Andreas Eschbach, The Carpet Makers
reviewed by Jörn Grote
The Carpet Makers Author: Andreas Eschbach Publisher: TOR, April 2005 ISBN: 0765305933 Price: $17.47 US |
We are in a very far future, where a gigantic empire is ruled by an immortal emperor. Or so it seems, because the emperor is dead. But all that is unknown on a small planet where the story begins. A caste of people called the Carpet Makers is one of the most important parts in this society, where a Carpet Maker creates one carpet in his whole life, using the hair of his many wives. The people on this world believe that these carpets are for the palace of the emperor on the homeworld of the empire, and that every other planet in their galaxy has a similar, but unique task to aid the emperor.
But the emperor is dead. And when those who have overthrown him a decade earlier discover the world of the Carpet Makers in an galaxy unknown to the rest of the empire, they are shocked. Because on every inhabited planet they find in that galaxy, there is a group of Carpet Makers. A whole galaxy with countless worlds, societies whose only large-scale task is to create these carpets, every world believing it is the only one to make the carpets. And in their search for the reason behind all this, the visitors from the regime that has toppled the empire find an ancient, unbelievable secret.
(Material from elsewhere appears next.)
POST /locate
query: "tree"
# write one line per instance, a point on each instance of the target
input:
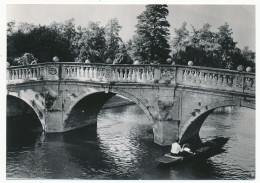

There are some things in the book that could put people off. Every story has another main character, another tale to tell, and while we often learn in later stories the end of some earlier characters, the stories that take place on the world of the Carpet Makers with their extremely rigid society are sometimes very, very bleak.
This is not a feel-good novel, most of the stories have a tragic atmosphere, little dramas that seldom show a spark of hope. And when the secret of the carpets is revealed, the futility of the little dramas and lives we have read about is heightened even more. But at least at the end of the novel, change is coming even to the worlds of the Carpet Makers, change that promises a better future.